None of this would be as effective if Cloverfield wasn’t conceived and shot as well as it is, with the handheld camera effect enabling the filmmakers “to play peekaboo with the monster,” as editor Kevin Stitt puts it. That style, combined with a pretty epic scope, also enables the film to feel like nothing else out there, and one of the most interesting parts of the DVD is seeing how the filmmakers pulled off the first-person technique so well. They readily admit that they used amateur footage of 9/11 on YouTube for inspiration, which is one of the more discomfiting and strange elements of the film. Exec producer J.J. Abrams tries to justify it at one point (“There’s this underlying fear that we all have everyday that something else might happen at every moment. The idea of a monster movie, it allows people to experience that kind of fear very safely”), but that doesn’t quite wash, and watching at least two or three shots that’re highly reminiscent of 9/11 in what basically amounts to a summer popcorn action movie is still fucking weird.

Other things that're interesting: Realizing how much blue- and greenscreen was used (like the smartest special effects films, Cloverfield hides its best effects in the background, and you never realize you’re watching them), realizing how little of the film was shot in the Paramount Backlot instead of New York (which is weird, ’cause the look of the film absolutely nails the feel of parts of that city), and discovering that the guy who plays Cloverfield’s cameraman, Hud (comedian T.J. Miller) is profoundly unfunny and irritating when he’s not in the film. “Document 01.18.08: The Making of Cloverfield” is well worth a look, as are the featurettes “Cloverfield Visual Effects” (about how the filmmakers pulled off the film’s incredible set pieces) and “I Saw It! It’s Alive! It’s Huge!” (about the creation of the monster).

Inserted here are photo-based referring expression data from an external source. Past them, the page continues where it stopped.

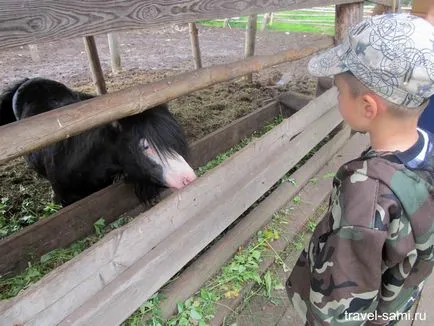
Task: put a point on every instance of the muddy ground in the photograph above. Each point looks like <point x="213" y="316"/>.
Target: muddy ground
<point x="151" y="55"/>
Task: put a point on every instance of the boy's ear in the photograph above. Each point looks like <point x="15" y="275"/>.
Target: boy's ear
<point x="371" y="105"/>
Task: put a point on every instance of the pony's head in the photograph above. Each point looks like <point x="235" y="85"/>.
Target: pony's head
<point x="154" y="152"/>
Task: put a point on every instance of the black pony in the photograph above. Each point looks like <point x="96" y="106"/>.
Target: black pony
<point x="148" y="149"/>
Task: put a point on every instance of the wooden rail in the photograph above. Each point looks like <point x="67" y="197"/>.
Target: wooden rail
<point x="207" y="206"/>
<point x="33" y="133"/>
<point x="76" y="221"/>
<point x="33" y="21"/>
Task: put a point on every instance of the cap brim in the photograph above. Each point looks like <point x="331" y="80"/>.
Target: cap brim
<point x="328" y="63"/>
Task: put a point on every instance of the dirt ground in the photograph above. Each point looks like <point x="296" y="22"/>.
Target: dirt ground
<point x="150" y="55"/>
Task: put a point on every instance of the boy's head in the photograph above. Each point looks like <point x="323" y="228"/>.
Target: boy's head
<point x="383" y="68"/>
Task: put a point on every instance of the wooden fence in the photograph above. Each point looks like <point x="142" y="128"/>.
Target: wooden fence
<point x="107" y="282"/>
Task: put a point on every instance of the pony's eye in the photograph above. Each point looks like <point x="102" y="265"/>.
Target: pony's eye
<point x="144" y="144"/>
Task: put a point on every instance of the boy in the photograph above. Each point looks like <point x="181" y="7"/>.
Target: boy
<point x="369" y="256"/>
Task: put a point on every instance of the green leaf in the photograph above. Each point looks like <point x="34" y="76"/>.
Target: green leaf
<point x="180" y="307"/>
<point x="256" y="254"/>
<point x="267" y="279"/>
<point x="195" y="315"/>
<point x="99" y="227"/>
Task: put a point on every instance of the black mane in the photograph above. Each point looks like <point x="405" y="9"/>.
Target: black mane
<point x="92" y="160"/>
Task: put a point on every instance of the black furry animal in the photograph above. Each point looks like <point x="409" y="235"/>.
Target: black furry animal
<point x="148" y="149"/>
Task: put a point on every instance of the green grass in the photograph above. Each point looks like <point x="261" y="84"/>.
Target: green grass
<point x="13" y="285"/>
<point x="281" y="22"/>
<point x="11" y="221"/>
<point x="234" y="275"/>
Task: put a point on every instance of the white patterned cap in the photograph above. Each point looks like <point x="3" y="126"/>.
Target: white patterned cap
<point x="391" y="54"/>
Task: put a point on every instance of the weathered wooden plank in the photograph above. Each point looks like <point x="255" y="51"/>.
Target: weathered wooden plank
<point x="114" y="52"/>
<point x="346" y="16"/>
<point x="32" y="21"/>
<point x="311" y="197"/>
<point x="195" y="48"/>
<point x="63" y="228"/>
<point x="119" y="298"/>
<point x="33" y="133"/>
<point x="210" y="262"/>
<point x="95" y="65"/>
<point x="76" y="221"/>
<point x="78" y="280"/>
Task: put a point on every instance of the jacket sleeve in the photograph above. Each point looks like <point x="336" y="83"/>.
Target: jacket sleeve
<point x="337" y="280"/>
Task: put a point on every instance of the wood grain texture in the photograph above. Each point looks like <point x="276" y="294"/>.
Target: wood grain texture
<point x="216" y="198"/>
<point x="21" y="137"/>
<point x="115" y="56"/>
<point x="33" y="21"/>
<point x="95" y="65"/>
<point x="253" y="176"/>
<point x="195" y="48"/>
<point x="347" y="15"/>
<point x="76" y="221"/>
<point x="207" y="264"/>
<point x="249" y="45"/>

There’s also some lame stuff: A couple of DVD Easter eggs lead to bloopers and the like (BLOOPERS MAKE ME WANT TO CRAM A LETTER-OPENER INTO MY THROAT), while the alternate endings and deleted scenes are, at best, underwhelming. I haven’t checked out Reeves’ commentary track yet, in part because I’m kind of angry it doesn’t also include the film’s writer, Buffy alumnus Drew Goddard (who also hinted a while back that there was at least some footage shot that would’ve pushed Cloverfield out of PG-13 territory--but this DVD, at least, is the straight-up theatrical cut). But those quibbles aside, the Cloverfield DVD’s worth checking out if you missed the film in theaters, or even if you saw it then: Technically, the film's impressive as hell, but it's also just fun, provided you're into the sort of movies where giant creatures smash things.

Comments

Drew's too busy running "Lost"

Yeah, the Deleted Scenes and Alternate Endings were bullshit. Maybe an additional 30 seconds of footage total, but you have to sit through 10 minutes of stuff that's already in the movie. I mean, why bother cutting that amount of footage from a 74 minute film?